The system is built in python and bash. Optimal systems are identified with R. Some dependencies that you might not have.
- nltk (Python library)
- csplit
- beautifulsoup (python xml parser)
Read from .train to .pos files
cd EnglishLS.test/
./import.sh EnglishLS.test
This creates two directories
- EnglishLS.test.split
- senseval2_format
The former contains one file per instance within the corpus, and the latter contains one file per word type of interest, with one of these files containing each of the instances for the corresponding word.
Because we automated all of the tests we wrote the output to files as we tested it. The results are included in the folder experiment/allruns. The calls.csv file shows the features that were used in each test and the output for each test. The output was formatted in a way that the scorer would accept.
Running
First, there's some weird system state that you need to manipulate to get
maltparse to work. Run ./parser.py
to set this state.
Then, run ./classify.py
. It will read in the training and test files; be sure
to read it's --help or -h text for flags - running it without flags will fail.

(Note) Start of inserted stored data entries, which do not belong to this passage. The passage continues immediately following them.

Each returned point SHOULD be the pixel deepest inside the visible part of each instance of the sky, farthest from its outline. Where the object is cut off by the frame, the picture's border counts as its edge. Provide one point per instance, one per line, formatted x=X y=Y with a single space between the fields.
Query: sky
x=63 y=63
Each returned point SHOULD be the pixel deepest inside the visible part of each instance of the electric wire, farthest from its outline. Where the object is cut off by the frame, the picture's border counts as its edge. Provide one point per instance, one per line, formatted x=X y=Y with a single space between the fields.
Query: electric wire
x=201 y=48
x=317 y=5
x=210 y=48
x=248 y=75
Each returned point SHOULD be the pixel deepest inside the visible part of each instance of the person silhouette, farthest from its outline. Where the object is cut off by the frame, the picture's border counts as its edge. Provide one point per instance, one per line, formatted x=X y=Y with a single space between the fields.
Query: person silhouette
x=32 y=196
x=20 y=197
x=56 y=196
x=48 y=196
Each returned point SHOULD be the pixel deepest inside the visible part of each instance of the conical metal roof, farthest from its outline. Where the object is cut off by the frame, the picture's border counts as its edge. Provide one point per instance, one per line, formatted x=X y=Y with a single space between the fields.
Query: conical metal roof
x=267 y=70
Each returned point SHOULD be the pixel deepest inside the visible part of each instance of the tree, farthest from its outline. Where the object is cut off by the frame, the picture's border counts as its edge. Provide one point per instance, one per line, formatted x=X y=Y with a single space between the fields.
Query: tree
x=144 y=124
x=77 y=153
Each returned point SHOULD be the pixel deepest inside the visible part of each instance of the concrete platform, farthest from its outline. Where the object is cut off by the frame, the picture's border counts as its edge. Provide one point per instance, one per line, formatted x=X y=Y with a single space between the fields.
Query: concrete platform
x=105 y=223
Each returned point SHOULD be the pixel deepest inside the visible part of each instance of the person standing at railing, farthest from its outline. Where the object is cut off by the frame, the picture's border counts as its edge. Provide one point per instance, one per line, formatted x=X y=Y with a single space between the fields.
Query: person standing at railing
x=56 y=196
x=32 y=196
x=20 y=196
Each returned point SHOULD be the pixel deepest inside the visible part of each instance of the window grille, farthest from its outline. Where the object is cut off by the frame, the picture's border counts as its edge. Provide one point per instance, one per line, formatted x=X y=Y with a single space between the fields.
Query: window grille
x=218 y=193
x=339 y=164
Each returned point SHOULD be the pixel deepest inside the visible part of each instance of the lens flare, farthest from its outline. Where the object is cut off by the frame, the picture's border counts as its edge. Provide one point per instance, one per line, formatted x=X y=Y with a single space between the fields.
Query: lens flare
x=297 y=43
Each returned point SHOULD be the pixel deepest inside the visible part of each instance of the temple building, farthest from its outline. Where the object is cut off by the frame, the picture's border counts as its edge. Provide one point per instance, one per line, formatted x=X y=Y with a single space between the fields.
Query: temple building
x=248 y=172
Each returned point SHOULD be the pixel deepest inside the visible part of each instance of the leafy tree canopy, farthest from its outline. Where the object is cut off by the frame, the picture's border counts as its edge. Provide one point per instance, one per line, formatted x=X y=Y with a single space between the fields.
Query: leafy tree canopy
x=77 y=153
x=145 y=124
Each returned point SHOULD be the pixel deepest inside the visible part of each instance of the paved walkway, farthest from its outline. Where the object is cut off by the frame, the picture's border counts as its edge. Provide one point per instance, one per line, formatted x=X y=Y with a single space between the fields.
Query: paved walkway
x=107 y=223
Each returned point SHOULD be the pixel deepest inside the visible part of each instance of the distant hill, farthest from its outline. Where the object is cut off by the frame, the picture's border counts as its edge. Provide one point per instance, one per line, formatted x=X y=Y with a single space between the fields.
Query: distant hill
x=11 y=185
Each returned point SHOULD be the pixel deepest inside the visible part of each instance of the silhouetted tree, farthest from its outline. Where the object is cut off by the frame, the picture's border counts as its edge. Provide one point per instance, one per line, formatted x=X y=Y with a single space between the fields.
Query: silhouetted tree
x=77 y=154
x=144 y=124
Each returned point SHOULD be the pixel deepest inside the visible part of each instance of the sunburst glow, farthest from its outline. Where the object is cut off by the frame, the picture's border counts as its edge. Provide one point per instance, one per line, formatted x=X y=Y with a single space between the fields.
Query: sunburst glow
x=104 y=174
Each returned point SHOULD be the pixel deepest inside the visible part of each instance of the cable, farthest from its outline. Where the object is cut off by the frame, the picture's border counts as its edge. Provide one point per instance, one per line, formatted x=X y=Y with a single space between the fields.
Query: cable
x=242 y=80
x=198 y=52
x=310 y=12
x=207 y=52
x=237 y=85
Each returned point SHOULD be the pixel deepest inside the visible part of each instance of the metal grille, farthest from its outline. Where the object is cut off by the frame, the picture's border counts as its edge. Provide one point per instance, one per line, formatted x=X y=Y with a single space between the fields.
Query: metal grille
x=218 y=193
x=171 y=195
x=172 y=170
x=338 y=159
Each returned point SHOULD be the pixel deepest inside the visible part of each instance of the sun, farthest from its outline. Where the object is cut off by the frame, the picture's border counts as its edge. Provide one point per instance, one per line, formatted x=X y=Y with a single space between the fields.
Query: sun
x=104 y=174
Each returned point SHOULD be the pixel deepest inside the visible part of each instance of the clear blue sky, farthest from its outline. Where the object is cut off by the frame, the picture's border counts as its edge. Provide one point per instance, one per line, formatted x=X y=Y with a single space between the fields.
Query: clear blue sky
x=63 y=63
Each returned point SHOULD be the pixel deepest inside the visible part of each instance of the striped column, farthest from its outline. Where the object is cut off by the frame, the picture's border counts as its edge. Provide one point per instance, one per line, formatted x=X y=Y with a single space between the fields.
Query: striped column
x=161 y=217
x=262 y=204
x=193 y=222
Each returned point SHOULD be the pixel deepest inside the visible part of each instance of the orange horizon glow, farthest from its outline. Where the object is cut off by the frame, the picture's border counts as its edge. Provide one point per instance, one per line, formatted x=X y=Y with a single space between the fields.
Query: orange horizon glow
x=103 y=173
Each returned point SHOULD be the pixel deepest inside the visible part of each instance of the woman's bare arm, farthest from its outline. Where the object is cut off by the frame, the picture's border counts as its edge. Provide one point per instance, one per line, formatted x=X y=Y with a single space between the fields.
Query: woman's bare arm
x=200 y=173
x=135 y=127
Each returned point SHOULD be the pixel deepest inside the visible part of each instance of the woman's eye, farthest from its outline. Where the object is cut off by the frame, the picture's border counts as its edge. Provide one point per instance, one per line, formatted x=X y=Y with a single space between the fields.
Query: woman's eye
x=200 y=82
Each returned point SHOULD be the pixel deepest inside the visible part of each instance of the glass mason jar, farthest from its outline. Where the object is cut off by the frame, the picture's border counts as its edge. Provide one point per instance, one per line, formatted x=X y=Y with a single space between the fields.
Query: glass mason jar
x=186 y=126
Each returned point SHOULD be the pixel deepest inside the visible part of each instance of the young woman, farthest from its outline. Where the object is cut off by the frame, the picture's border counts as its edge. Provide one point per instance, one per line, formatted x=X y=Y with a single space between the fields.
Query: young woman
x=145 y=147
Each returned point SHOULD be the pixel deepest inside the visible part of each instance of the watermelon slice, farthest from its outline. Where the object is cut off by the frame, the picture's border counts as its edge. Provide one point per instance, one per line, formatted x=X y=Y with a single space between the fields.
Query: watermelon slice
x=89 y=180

If you want to use the dependency parser, you will have to install and configure (possibly with edits to files) MaltParse yourself - it was too large to fit in the file size requirement. Our setup included a MaltParse directory at root, containing engmalt.linear.mco, the training file, and a directory malt-1.2, with the java binaries in it. If you mimic that setup, it should work without modification.
The example outputs can be found at experiment/allruns. The file calls.csv describes the parameters used to generate each file. The tmp# files are our actual output.